Как ни грустно расставаться с некоторыми легендами, но разговоры о том, что ему нужна была вовремя протянутая рука маститого литератора, чтобы серьезнее взглянуть на себя и выбраться на верную дорогу, — все это не более чем легенда. Это Чехонте-то водевилен, легкомыслен в отношении к себе и своему труду?! Его спасение было в нем самом. Всему, чего он добился, он обязан только себе.

Однако при этой уверенности в избранном пути у Чехонте есть какая-то почти болезненная скромность в оценках своего труда. Он говорит о лестных отзывах, о своих восторженных ценителях, но как-то — отстраненно, словно со стороны глядя на чей-то триумф, не веря «высоким» словам. Чужие восторги радовали, но не успокаивали, он продолжал самым суровым судом судить себя — великое преимущество молодого таланта, потому что без этого недовольства собой не может выработаться подлинный мастер.

Даже в середине 80-х годов, когда его популярность стремительно росла, он все еще приберегал настоящее имя свое... для серьезных трудов по медицине, предпочитая скрываться под псевдонимами.

Примечания

1. Имена ненавистны, не будем называть имен (лат.). А начинал Чехов свое грустное известие о смерти Попудогло так: «14 октября умер мой друг и приятель Федор Федосеевич Попудогло. Для меня это незаменимая потеря... Как тать ночной я хаживал к нему в Кудрино, и он изливал мне свою душу». Чехонте был частый участник дружеских застолий, но всегда сохранял трезвую голову: на его плечах была забота о большой семье, он постоянно работал, и это было его спасением.

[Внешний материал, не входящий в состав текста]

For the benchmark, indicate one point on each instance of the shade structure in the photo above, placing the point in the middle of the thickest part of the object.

2. Истина выше дружбы (лат.).

3. В здоровом теле здоровый дух (лат.).

4. Повесть «Неведомый шедевр».

5. Он еще не знает, это выяснится только позднее, что дама, сидящая на кушетке, обитой темно-фиолетовым бархатом, в роскошно убранной гостиной, — всего лишь картина, изображенная на холсте, написанная масляными красками и висящая над диваном!

6. На письмо Григоровича, в котором он убеждал Чехова заняться «трудом обдуманным», «не в один присест», бросить срочную газетную работу, уважать свой талант, Чехов ответил своим письмом (от 28 марта 1886 года). Это было письмо-исповедь, необычайно искреннее по тону, изящное, полное благородства и красоты.

«Как Вы приласкали мою молодость, так пусть бог успокоит Вашу старость, я же не найду ни слов, ни дел, чтобы благодарить Вас...» Так начиналось это письмо. А Дальше следовали знакомые признания о «легкомысленной», «небрежной» работе, «машинальной», «полубессознательной» и т. п. Чехонте гипертрофировал свои писательские «грехи», умалчивая, по своему обыкновению, о действительном труде. В этом и заключается его мистификация: он многое не договаривает по «мнительности и подозрительности» к себе, по его же словам.